A minimal FREME NER pom.xml has to contain the following:

<project xmlns="http://maven.apache.org/POM/4.0.0" xmlns:xsi="http://www.w3.org/2001/XMLSchema-instance" xsi:schemaLocation="http://maven.apache.org/POM/4.0.0 http://maven.apache.org/xsd/maven-4.0.0.xsd">
  <modelVersion>4.0.0</modelVersion>
  <artifactId>your-freme-ner</artifactId>
  <version>0.1-SNAPSHOT</version>
  <parent>
    <groupId>eu.freme.packages</groupId>
    <artifactId>package-parent</artifactId>
    <version>0.2</version>
  </parent>
  
	<dependencies>
		<dependency>
    			<artifactId>FremeNER</artifactId>
    			<groupId>eu.freme</groupId>
    			<version>0.6</version>
    </dependency>
	</dependencies>
	
</project>

This pom.xml includes the FremeNer e-service dependency and the FREME repositories.

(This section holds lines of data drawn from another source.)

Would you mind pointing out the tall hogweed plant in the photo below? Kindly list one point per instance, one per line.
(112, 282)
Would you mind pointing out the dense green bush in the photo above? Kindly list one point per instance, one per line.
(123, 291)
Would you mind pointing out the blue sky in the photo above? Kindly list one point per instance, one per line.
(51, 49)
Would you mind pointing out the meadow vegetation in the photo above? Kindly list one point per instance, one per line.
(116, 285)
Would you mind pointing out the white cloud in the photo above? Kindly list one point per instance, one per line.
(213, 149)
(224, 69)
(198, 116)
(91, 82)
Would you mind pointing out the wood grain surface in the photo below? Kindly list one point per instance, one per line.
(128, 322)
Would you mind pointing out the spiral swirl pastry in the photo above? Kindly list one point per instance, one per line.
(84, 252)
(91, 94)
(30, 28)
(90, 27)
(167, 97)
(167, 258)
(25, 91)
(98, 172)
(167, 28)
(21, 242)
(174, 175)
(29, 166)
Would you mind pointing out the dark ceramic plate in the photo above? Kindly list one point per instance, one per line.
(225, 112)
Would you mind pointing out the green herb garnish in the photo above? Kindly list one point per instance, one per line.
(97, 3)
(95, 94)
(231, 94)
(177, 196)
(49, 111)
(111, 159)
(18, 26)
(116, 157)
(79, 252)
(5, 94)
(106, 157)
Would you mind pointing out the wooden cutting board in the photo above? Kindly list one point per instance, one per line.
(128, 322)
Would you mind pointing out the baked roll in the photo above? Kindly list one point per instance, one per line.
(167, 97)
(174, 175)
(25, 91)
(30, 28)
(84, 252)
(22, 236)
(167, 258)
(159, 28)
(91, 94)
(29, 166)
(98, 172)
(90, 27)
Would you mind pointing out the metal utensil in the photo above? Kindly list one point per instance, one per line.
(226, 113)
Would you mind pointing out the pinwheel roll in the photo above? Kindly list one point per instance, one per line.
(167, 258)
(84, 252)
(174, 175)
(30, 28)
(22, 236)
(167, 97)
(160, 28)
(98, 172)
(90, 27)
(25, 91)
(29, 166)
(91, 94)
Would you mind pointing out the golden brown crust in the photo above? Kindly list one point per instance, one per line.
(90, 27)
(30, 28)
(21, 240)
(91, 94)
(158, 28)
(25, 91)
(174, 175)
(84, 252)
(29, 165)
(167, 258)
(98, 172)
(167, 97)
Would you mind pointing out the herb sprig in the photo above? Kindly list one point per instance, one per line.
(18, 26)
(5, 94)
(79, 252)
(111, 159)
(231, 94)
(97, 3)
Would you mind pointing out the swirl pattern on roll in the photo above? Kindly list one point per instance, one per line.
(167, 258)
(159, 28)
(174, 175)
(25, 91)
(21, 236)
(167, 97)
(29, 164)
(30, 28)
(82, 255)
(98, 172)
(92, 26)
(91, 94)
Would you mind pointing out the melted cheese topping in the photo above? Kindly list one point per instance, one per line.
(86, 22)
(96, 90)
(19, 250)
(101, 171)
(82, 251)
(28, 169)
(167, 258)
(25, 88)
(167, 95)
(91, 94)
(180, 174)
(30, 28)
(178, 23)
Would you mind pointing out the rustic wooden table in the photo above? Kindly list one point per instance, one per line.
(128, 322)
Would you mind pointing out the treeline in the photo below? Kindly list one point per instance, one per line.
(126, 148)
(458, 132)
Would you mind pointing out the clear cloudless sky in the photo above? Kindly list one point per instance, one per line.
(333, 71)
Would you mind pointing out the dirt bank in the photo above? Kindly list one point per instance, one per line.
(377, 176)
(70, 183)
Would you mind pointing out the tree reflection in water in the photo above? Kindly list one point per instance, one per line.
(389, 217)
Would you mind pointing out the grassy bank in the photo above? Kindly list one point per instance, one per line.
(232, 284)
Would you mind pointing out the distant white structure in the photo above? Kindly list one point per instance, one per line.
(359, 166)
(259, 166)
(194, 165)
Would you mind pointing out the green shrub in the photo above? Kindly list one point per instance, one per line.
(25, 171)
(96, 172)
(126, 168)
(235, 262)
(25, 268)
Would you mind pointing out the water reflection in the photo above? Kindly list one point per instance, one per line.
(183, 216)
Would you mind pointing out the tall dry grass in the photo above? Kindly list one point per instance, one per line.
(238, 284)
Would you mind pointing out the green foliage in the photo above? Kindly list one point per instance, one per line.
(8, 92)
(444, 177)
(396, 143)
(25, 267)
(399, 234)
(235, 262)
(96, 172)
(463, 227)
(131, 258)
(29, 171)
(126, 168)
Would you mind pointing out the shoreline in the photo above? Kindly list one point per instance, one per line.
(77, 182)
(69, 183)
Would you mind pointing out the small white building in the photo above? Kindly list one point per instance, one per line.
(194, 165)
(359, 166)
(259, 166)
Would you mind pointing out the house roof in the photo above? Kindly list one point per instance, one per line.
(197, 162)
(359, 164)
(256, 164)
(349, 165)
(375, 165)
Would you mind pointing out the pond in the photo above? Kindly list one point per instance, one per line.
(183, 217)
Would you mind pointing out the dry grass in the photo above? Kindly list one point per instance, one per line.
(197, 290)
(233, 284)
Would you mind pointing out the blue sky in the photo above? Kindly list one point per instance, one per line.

Here is the content of a minimal FREME NER package.xml:

<?xml version="1.0" encoding="UTF-8"?>

<beans xmlns="http://www.springframework.org/schema/beans"
	xmlns:xsi="http://www.w3.org/2001/XMLSchema-instance" xmlns:context="http://www.springframework.org/schema/context"
	xsi:schemaLocation="http://www.springframework.org/schema/beans
	http://www.springframework.org/schema/beans/spring-beans.xsd
	http://www.springframework.org/schema/context
	http://www.springframework.org/schema/context/spring-context.xsd">

  <import resource="classpath:spring-configurations/freme-ner.xml" />
  <import resource="classpath:spring-configurations/freme-common.xml" />
</beans>

freme-ner.xml adds the FremeNER e-service. freme-common.xml contains common FREME code needed by every FREME package.

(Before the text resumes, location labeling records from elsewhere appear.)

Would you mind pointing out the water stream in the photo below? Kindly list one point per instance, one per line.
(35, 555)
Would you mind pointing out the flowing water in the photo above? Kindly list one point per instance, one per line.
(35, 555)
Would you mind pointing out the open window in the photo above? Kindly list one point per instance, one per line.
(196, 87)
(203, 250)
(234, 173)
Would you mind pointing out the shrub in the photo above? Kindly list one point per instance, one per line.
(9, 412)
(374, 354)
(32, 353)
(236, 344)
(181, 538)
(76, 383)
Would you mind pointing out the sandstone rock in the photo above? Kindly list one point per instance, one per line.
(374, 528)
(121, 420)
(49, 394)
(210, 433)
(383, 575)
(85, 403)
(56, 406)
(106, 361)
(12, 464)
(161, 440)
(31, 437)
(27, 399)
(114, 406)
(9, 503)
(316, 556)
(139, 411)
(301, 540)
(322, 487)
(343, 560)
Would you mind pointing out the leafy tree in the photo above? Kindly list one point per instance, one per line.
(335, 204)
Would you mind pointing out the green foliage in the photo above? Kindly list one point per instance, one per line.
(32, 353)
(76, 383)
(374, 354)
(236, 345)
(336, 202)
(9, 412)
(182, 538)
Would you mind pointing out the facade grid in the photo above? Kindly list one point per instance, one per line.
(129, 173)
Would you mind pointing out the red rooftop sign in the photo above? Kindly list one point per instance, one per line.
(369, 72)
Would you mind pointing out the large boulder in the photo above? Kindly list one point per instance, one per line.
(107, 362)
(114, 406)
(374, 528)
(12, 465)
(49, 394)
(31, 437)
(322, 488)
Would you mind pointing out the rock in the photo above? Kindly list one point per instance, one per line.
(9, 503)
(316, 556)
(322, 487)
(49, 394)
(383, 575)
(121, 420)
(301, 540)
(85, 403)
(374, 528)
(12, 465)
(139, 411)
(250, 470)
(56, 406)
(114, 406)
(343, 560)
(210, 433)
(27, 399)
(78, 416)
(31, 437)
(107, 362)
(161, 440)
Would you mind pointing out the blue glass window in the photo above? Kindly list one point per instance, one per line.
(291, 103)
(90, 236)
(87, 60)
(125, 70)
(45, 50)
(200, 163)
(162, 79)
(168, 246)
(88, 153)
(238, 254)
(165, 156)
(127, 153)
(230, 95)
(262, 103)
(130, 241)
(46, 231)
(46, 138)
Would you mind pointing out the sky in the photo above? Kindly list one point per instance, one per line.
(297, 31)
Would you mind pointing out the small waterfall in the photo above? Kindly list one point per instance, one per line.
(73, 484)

Of course you can add any FREME service you need, have a look at the FREME basic-services list or the FREME e-services list. In any case, just add the maven dependency to your pom.xml and import the related spring configuration file via your package.xml by adding <import resource="classpath:spring-configurations/SPRING-CONFIGURATION-FILENAME" />.

Now you can create a binary distribution and start FREME NER.

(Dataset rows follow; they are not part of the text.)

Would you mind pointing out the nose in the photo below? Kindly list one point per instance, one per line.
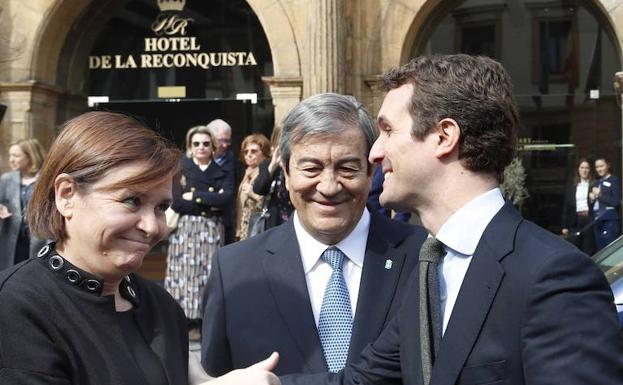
(329, 184)
(377, 153)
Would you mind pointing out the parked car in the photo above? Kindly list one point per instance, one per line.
(610, 261)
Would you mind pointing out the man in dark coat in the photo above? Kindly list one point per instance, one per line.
(517, 305)
(273, 292)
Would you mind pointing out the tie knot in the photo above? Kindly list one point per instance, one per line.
(334, 257)
(431, 250)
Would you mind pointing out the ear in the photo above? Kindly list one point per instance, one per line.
(447, 134)
(64, 194)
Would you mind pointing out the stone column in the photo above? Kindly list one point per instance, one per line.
(325, 55)
(31, 109)
(376, 93)
(286, 93)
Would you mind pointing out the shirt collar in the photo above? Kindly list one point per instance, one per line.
(353, 246)
(463, 230)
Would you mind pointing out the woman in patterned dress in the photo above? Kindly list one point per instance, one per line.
(200, 192)
(253, 150)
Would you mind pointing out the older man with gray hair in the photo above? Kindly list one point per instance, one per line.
(225, 158)
(321, 286)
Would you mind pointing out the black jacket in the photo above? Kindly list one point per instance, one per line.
(53, 332)
(213, 189)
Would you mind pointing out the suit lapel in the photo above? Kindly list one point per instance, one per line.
(14, 193)
(476, 295)
(378, 284)
(286, 279)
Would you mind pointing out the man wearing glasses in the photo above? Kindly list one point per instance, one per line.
(224, 157)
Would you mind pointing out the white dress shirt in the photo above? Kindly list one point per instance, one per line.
(318, 272)
(460, 235)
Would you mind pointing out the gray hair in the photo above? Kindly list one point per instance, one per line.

Working with the FREME NER source code

If you want to have a look at the source code of FREME NER, check out its underlying e-service at GitHub. FREME e-services are not executable by its own, they need to be part of a FREME package like the freme-ner package. Consult the FREME architecture article to dive deeper into this topic. The following figure illustrates how FREME NER implements text enrichment.

Image of how freme-ner enrichment is implemented

Tips

Speed up the processing

Not always one need to perform entity spotting, linking and classification. In some cases a user might be interested only in spotting the entity mentions, while in some cases, spotting the entity mentions and linking them to a specified dataset. FREME NER provides the mode parameter which can be used to instruct FREME NER on the level of processing, e.g. by setting mode=spot,link, FREME NER will spot and link entites. If the parameter is set to mode=spot,link,classify it will perform entity spotting, linking and classification. Following combinations are possible: 1) spot; 2) spot,classify; 3) spot,link; 4) spot,link,classify; 5) link; and 6) link. You can this feature via the client at our API documentation page.

Linking of single entities

In some cases, a user might want to disambiguage and retrieve a link for an entity from a specified dataset. Such feature is also possible with FREME NER. In order to perform linking of a single entity, a user should set mode=link and informat=text and sent as input the name of the entity. FREME NER will disambiguate and link the entity to the specified dataset.

Understand why some entites are not spotted?

Sometimes users might wonder why some entities in texts such as “hello world abc berlin” are not spotted - “berlin” not spotted as an entity. Note that such behaviour is related to the trained model for entity spotting. Our entity spotting models have been trained on clean text which means correct grammar, correct spelling (including capitalization), correct punctuation marks, no HTML or XML markup, etc. Therefore, the entity spotting will work most precisely, if clients submit “clean” and “proper” texts.